Having a smashed iPhone has led to an unanticipated consequence: unsolicited sympathy from complete strangers. And I don’t mean all of you – you’re no strangers to me. I mean real strangers. Like the kind you meet in 3D. The kind you wish would offer you candy now and then.

Three times now I have connected with total strangers over the sad state of my iPhone while I was struggling to read through the cracks.

“Ouch! That looks painful!”

“It is. Like you can’t imagine.”

I look up from my broke-down phone for a minute to connect eyes with the man next to me on the train, and we nod silently. I feel a lump in my throat.

Later, a twenty-something redhead asks me how it happened. When I explain, she looks down at her own iPhone and gently touches it.

“Take good care of her. You never know when she could be called home,” I say, with a wisdom that only comes from tragedy.

The third encounter happened on my way home today as I walked past a man whose Blackberry had a single long crack down the middle of it. I held up my phone from across the aisle, “Could be worse. Could be worse.”

He grimaced, “Oooh. I’m so sorry.”

“Apple giveth, and Apple taketh away.”

“Amen to that.”

The only other time I’ve felt this level of random kindness was when I sprained my ankle in college and people would run to hold doors for me and help me with my books as I hobbled down stairs. Everyone had their own crutches story to share, and for a brief moment, we were all a little less alone.

Maybe I’ll keep the cracks for just a little while longer.

8 Responses to “Bonded”

  1. Dave2 Says:

    I hugged my iPhone a little tighter tonight before I plugged it in…

  2. shari Says:

    When you get the replacement, check with the phone-guy to see if you can keep this one just to use as a prop on the train or other public places. Oh, the collection of short stories you could write if you keep a log of all the interactions! In fact, you could give up bee-keeping altogether once you’ve launched your new career as an author, or better yet!, use the proceeds from your best-selling (phone) book to launch your bee-keeping dreams.

    Or y’know, move to Wenatchee. We have bees here too. Whichever.

  3. Cheryl Says:

    When the iPhone first came out, it was the star of every party I went to–whoever had one would have a big crowd around them. So it only follows that when one dies, it’s like the death of a rock star. Don’t be surprised if an impromptu shrine sprouts on the sidewalk next to where you dropped it.

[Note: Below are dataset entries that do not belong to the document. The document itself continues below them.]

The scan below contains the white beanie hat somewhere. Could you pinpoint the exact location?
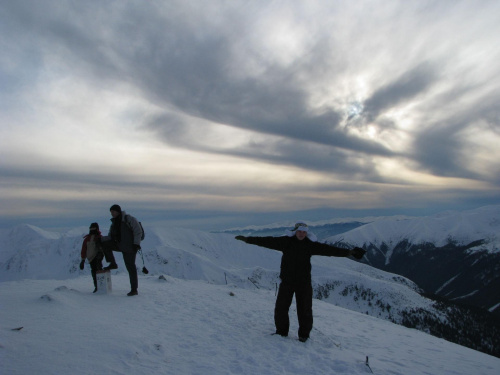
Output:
[286,221,318,242]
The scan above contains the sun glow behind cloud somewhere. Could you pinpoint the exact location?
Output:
[0,1,500,229]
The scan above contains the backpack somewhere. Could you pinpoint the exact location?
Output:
[125,215,146,241]
[138,221,146,241]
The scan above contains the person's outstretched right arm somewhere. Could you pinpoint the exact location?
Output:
[235,236,288,251]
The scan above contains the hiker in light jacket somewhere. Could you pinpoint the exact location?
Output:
[236,222,366,342]
[102,204,142,296]
[80,223,104,293]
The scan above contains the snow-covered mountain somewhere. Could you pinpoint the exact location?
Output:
[325,206,500,316]
[0,224,500,355]
[0,272,500,375]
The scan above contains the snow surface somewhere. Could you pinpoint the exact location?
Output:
[0,273,500,375]
[0,225,500,375]
[325,205,500,256]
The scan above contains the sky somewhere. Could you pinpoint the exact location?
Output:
[0,0,500,230]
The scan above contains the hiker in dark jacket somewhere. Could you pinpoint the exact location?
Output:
[80,223,104,293]
[236,222,366,342]
[102,204,142,296]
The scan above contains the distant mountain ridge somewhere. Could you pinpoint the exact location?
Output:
[0,219,500,357]
[224,205,500,316]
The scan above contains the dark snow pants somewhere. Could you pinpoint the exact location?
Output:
[90,251,104,288]
[102,241,139,290]
[274,282,313,338]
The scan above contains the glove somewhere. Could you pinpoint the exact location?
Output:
[351,247,366,259]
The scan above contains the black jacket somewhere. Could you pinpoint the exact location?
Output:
[243,236,350,284]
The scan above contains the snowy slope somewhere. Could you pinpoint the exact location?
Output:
[0,274,500,375]
[325,205,500,261]
[0,224,496,360]
[0,226,431,321]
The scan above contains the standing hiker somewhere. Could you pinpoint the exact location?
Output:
[102,204,142,296]
[236,222,366,342]
[80,223,104,293]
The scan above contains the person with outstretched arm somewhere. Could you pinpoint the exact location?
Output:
[236,221,366,342]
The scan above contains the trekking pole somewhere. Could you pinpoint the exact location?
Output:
[139,249,149,275]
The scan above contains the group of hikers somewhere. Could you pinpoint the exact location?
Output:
[80,204,142,296]
[80,204,366,342]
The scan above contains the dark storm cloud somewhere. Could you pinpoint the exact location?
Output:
[0,0,500,226]
[410,93,500,184]
[1,3,391,169]
[363,63,438,121]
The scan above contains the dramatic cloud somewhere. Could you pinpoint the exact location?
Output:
[0,0,500,229]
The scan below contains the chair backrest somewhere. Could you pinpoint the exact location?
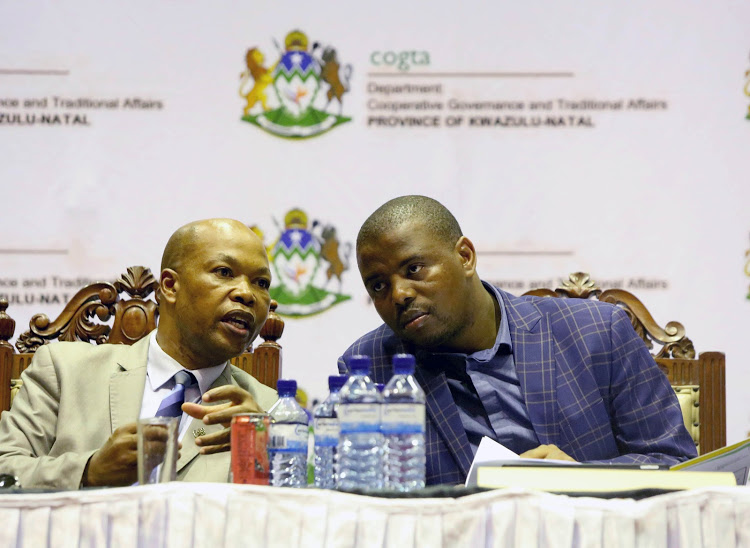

  4. Capricorn Cringe Says:

    Thank you for sharing your heartbreak with us. I know it must have been difficult for you, but you’ve reminded us all to cherish what we have and treat it with a little kindness and much respect.

    My inferior Kyocera Wildcard thanks you for it.

  5. vahid Says:

    Steve Jobs called, he says he will sell you apps at half-price from now on, so great is his sorrow at your plight.

  6. Jenny Says:

    dave2: hold it and never let it go. ever.

    shari: my god, the possibilities are ENDLESS!

    cheryl: i’d like to think of my iPhone as elvis.

    capricorn cringe: it’s hard, but sharing my story does ease the pain a bit.

    vahid: OMG – i’m totally buying that really expensive bird-watching app now… eventually, my new iPhone will have paid for itself!

  7. Don Says:

    OMG, I haven’t been here awhile, and you have only become more brilliant. I am in awe, and feel deeply remiss that I’ve been letting all writing slip just so I could concentrate on, on, whatever else it is I do.

    This reminds me of my similar story but that, it quickly points out, was inspired by you, so, huh, interesting.

  8. jenny Says:

    Don: you are always far too kind! I’m glad you found your way to my new digs. And I’m glad you can empathize with the loss of a beloved gadget. Plus, your entry reminded me of my lovely mittens – I just can’t have nice things, I guess.